If you want to be really happy, skip the personal goals, sweaty selfies and salad stations. Try injecting a little bit of kindfulness in your daily life. As far as wellness trends go, ‘kindfulness’ is having its moment this year just as ‘mindfulness’ did last year. But we aren’t talking about trends. We are talking about kindness as an everyday ritual which, at its core, can build healthy, happy societies; and the lack of which can see the whole world spiral into complete chaos – a bit like our times.

World gone mad

A nasty comment about someone on Whatsapp, videos of people misbehaving, fighting, even murdering (dogs, cats and people) going viral, aggression on the road and other public places (bank and metro queues)... nowhere in time have we met our worse selves so often on a daily basis.

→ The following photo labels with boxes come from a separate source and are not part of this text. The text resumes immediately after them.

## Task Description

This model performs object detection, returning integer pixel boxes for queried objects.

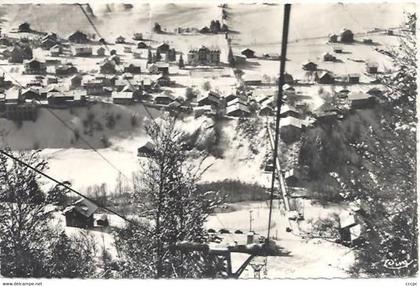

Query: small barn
[340,28,354,43]
[348,91,375,109]
[316,71,335,84]
[63,198,98,229]
[347,73,360,84]
[280,116,303,144]
[50,45,63,57]
[18,22,32,33]
[366,62,378,74]
[124,63,141,74]
[115,36,125,44]
[99,61,116,74]
[137,42,149,49]
[96,47,105,57]
[226,102,251,117]
[137,141,155,158]
[322,52,337,62]
[241,49,255,59]
[328,34,338,43]
[302,61,318,71]
[68,31,89,44]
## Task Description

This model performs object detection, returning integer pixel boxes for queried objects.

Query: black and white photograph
[0,0,418,286]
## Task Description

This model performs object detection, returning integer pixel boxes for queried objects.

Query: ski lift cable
[0,149,153,236]
[0,65,128,179]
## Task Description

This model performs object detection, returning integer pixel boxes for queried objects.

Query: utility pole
[266,4,291,244]
[249,210,254,232]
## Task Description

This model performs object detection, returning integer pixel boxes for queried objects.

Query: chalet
[71,46,92,57]
[108,54,121,65]
[124,63,141,74]
[68,31,89,44]
[137,141,156,158]
[156,43,170,54]
[328,34,338,43]
[47,75,58,85]
[197,91,220,107]
[112,86,134,105]
[339,211,366,246]
[63,199,98,229]
[322,53,337,62]
[367,87,384,96]
[233,55,247,65]
[21,88,46,101]
[263,53,280,61]
[137,42,149,49]
[302,61,318,71]
[50,45,63,57]
[284,73,294,84]
[0,73,12,90]
[315,71,335,84]
[366,62,378,74]
[347,73,360,84]
[147,62,169,74]
[241,49,255,59]
[47,86,74,107]
[115,36,125,44]
[156,74,171,86]
[280,116,303,144]
[193,105,215,118]
[4,86,25,105]
[165,49,176,62]
[280,105,302,119]
[154,93,175,105]
[83,80,104,95]
[340,28,354,43]
[96,47,105,57]
[348,91,375,109]
[226,102,251,117]
[99,61,116,74]
[362,38,373,45]
[3,45,32,63]
[18,22,32,33]
[284,168,307,187]
[242,74,263,86]
[40,38,57,50]
[258,105,274,116]
[24,59,47,74]
[133,33,143,41]
[69,74,83,89]
[337,87,350,98]
[187,46,220,66]
[55,63,78,76]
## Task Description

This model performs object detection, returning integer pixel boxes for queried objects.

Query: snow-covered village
[0,1,418,285]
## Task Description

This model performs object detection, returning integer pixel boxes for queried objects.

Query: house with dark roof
[366,62,378,74]
[137,42,149,49]
[315,71,335,84]
[302,61,318,71]
[187,46,220,66]
[241,48,255,59]
[137,141,155,158]
[226,101,251,117]
[24,59,47,74]
[347,73,360,83]
[348,91,375,109]
[115,36,125,44]
[340,28,354,43]
[63,198,98,229]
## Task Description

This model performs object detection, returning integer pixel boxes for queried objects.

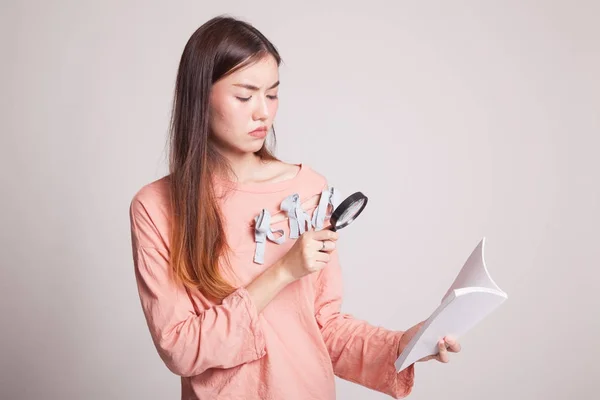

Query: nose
[253,99,269,121]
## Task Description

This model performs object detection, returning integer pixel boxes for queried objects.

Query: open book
[396,237,508,371]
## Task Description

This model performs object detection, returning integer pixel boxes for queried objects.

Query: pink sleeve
[315,250,414,399]
[130,198,265,376]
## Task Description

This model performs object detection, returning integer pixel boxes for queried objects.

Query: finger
[318,240,335,253]
[312,229,339,240]
[438,340,449,363]
[315,251,331,263]
[444,336,462,353]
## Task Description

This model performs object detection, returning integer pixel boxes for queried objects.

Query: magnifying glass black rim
[330,192,369,232]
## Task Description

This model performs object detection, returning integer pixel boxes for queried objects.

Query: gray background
[0,0,600,400]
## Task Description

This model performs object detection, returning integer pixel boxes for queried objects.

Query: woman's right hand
[277,227,339,283]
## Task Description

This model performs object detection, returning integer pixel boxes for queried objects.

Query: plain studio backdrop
[0,0,600,400]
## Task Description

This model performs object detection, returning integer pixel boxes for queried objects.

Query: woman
[130,16,460,400]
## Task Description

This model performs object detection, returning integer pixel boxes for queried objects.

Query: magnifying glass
[329,192,369,232]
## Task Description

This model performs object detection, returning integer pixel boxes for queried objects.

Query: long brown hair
[169,15,281,299]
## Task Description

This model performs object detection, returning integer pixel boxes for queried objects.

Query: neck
[218,153,264,183]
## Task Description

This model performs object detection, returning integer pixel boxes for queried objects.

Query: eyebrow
[233,81,279,91]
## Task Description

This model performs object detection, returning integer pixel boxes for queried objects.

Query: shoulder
[129,176,170,247]
[298,163,331,192]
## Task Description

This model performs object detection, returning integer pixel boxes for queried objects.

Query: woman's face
[210,55,279,155]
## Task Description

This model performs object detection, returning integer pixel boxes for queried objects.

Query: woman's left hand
[417,336,461,363]
[398,321,461,363]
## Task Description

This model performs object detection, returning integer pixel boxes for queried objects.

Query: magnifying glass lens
[330,192,368,231]
[338,199,365,224]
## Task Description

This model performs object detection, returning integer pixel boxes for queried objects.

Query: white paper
[396,238,508,371]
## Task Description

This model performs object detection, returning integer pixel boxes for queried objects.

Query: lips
[250,126,267,133]
[249,126,267,139]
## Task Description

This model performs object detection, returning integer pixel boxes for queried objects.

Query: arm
[315,251,414,398]
[130,201,283,376]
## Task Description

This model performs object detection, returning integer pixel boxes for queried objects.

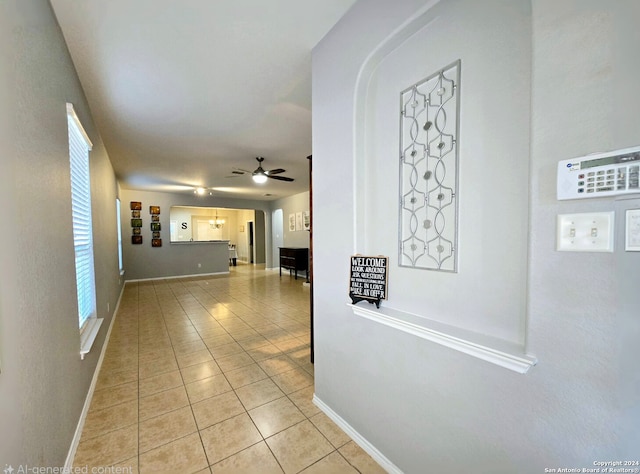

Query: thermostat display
[557,147,640,200]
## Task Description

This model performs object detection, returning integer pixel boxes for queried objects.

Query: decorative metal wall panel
[398,60,460,272]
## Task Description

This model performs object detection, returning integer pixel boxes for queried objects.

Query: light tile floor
[74,265,384,474]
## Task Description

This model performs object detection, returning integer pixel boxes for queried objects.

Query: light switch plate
[556,212,614,252]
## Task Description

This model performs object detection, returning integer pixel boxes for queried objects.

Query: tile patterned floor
[74,265,384,474]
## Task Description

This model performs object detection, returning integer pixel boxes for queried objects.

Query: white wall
[0,0,122,469]
[313,0,640,473]
[356,2,531,344]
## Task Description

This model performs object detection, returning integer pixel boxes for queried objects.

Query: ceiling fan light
[252,173,267,184]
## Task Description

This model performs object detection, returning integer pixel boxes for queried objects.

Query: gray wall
[0,0,121,466]
[313,0,640,473]
[120,189,271,280]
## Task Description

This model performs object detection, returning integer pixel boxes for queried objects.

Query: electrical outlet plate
[556,212,614,252]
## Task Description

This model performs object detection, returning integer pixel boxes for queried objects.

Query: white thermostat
[557,147,640,200]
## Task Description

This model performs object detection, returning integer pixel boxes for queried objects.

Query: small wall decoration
[398,60,460,272]
[129,201,142,245]
[349,255,389,308]
[302,211,311,230]
[149,206,162,247]
[296,211,302,230]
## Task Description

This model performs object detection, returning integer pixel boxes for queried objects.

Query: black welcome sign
[349,255,389,308]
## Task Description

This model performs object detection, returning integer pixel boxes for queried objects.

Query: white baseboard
[64,285,125,472]
[313,394,403,474]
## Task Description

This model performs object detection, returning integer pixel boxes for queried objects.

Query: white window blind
[116,198,124,275]
[67,104,96,329]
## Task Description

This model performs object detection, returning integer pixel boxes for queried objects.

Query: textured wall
[120,189,271,280]
[0,0,120,466]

Ritesh Ritlim, 21, who was a part of a Kindness Meet-up Initiative in New Delhi, believes we have all reached a point where we are “tired of our own selfishness” as a species. “There are a lot of people who want to reach out to others in the smallest of ways, make someone else smile,” he says. And that was his reason for joining the meet-up arranged by Random Acts of Kindness, a non-profit organisation that believes in spreading the message of kindness. Acts of Random Kindness meet-ups are being held in Delhi and Mumbai – people come together to brainstorm on how to help others.
In his book, Kindfulness, well-known Buddhist monk Ajahn Brahm says mindfulness and kindfulness are two wings to help people soar to dizzy heights of unconditional joy and peace. His talk sessions on how to turn “mindfulness into kindfulness” at Google and Facebook headquarters were much talked about.

Can kindness be taught?

Dr Ritchie Davidson from the University of Wisconsin says kindness is teachable. “It’s like weight training. We found that people can actually build up their compassion ‘muscle’ and respond to others’ suffering with care and a desire to help,” he says. Psychiatrist Dr Sagar Mundada says kindness has a lot to do with paying attention. When we are kind, we are showing someone that they mean something to us. “This simple act brings about the feeling of gratitude; and gratitude charges a flurry of positive chemicals, including endorphins, in our brain,” says Mundada.

Build your happiness DNA

New York-based philanthropist Meera Gandhi says kindness must be practised consciously as that’s when “good chemicals flow and the act of kindness registers in every cell of our bodies”. She explains why this is important. “These random acts of kindness are stored as happy memories in our brain and will eventually trigger the person to be kind again and again.” Also, when emotions like empathy, kindheartedness, intrinsically become a part of our nature, it starts to slowly change the human DNA, paving a way for a far more compassionate society in the future.

Let’s go ‘Kind-ing’

Dr David R Hamilton, author of The Five Side Effects of Kindness, says, “Survival of the fittest” should be re-angled as “survival of the kindest”. He adds, “We see something called a ‘helper’s high’ whereby a cascade of dopamine – the brain’s natural version of morphine – is released when someone does something good.” He says, “Kindness is like a drug with no hangover as it lowers blood pressure. If you want to stay younger, try some ‘kind-ing’ for that forever glow.”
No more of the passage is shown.